4.3. Variation in Shell Thickness, Microstructure and Organic Content

Geographic patterns of molluscan skeletal production have typically been explained by two paradigms: poleward reduction of predation pressure [76,77] and increased calcification costs at high latitudes, which results from a combination of decreased CaCO3 saturation and reduced metabolic rates [47,48,49,50,51,52,53,54,55,56,57,58,59,60,61,62,63,64,65,66,67,68,69,70,71,72,73,74,75,76,77,78,79]. For M. arenaria, predation acts most heavily upon young individuals that are present only in the upper layer of the substrate, while predation risk for older individuals buried deeper in the substrate is negligible [80,81]. Given the size classes analyzed in this study, it could therefore be argued that predation pressure is unlikely to have influenced shell morphology, although we cannot discount the possibility that variation in the risk of predation during early life could have played a role.
Surprisingly, our results are also not consistent with poleward skeletal reductions due to increased calcification costs at high latitudes, as we did not observe any change in total shell thickness along a latitudinal cline.
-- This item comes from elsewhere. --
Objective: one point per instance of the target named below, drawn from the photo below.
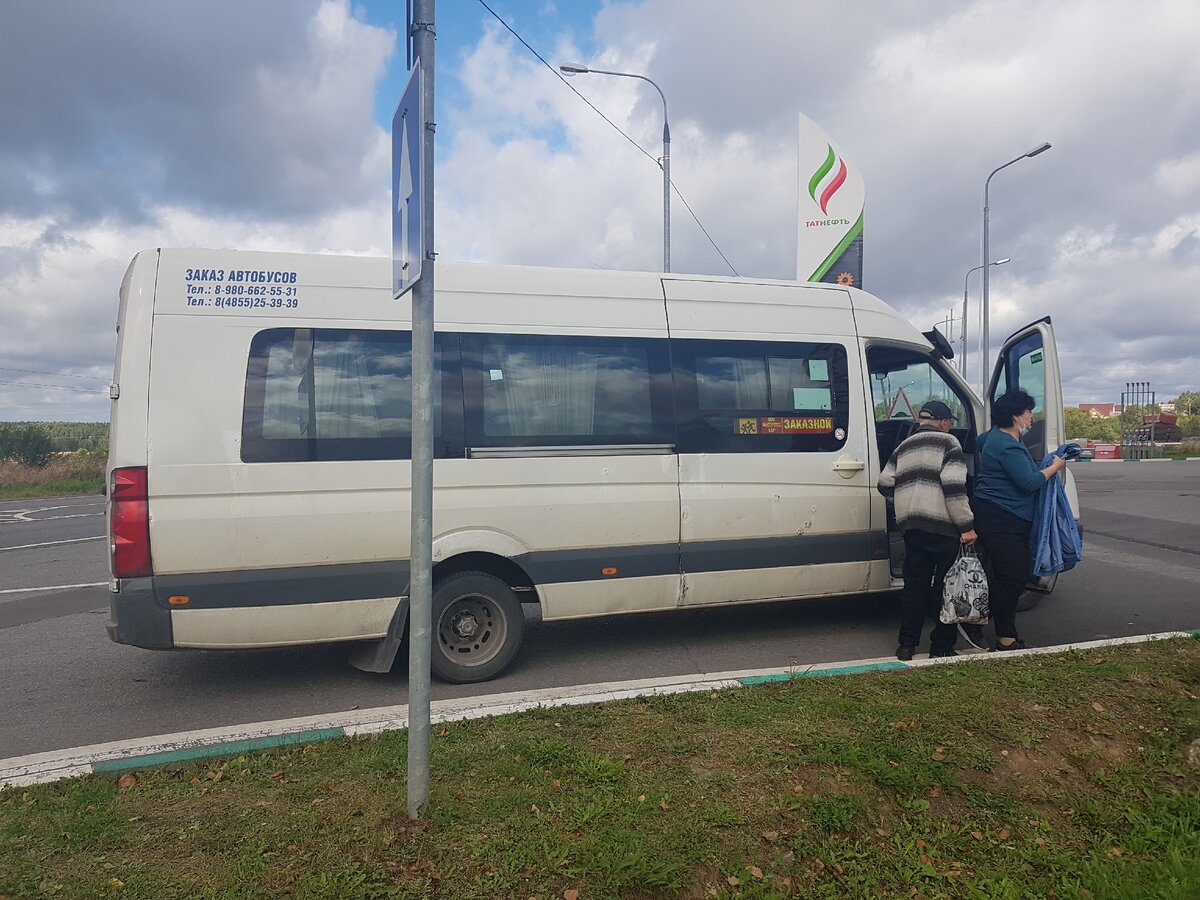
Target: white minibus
(606, 443)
However, shell organic content was reduced in samples from the more northerly, colder environment, which is in line with suggestions that shell organics have higher production costs than CaCO3 deposition [46,47]. Similar divergent patterns have been documented for laternulid clams [82], where thicker shells have been suggested to have a selective advantage when individuals are moved through sediment by ice disturbance [83]. Likewise, the calcification pattern we observe might represent a trade-off to preserve a constant shell thickness across latitude. Specifically, the production of less energetically-expensive shell layers may be favored at high latitudes as a means of enhancing protection from physical disturbance.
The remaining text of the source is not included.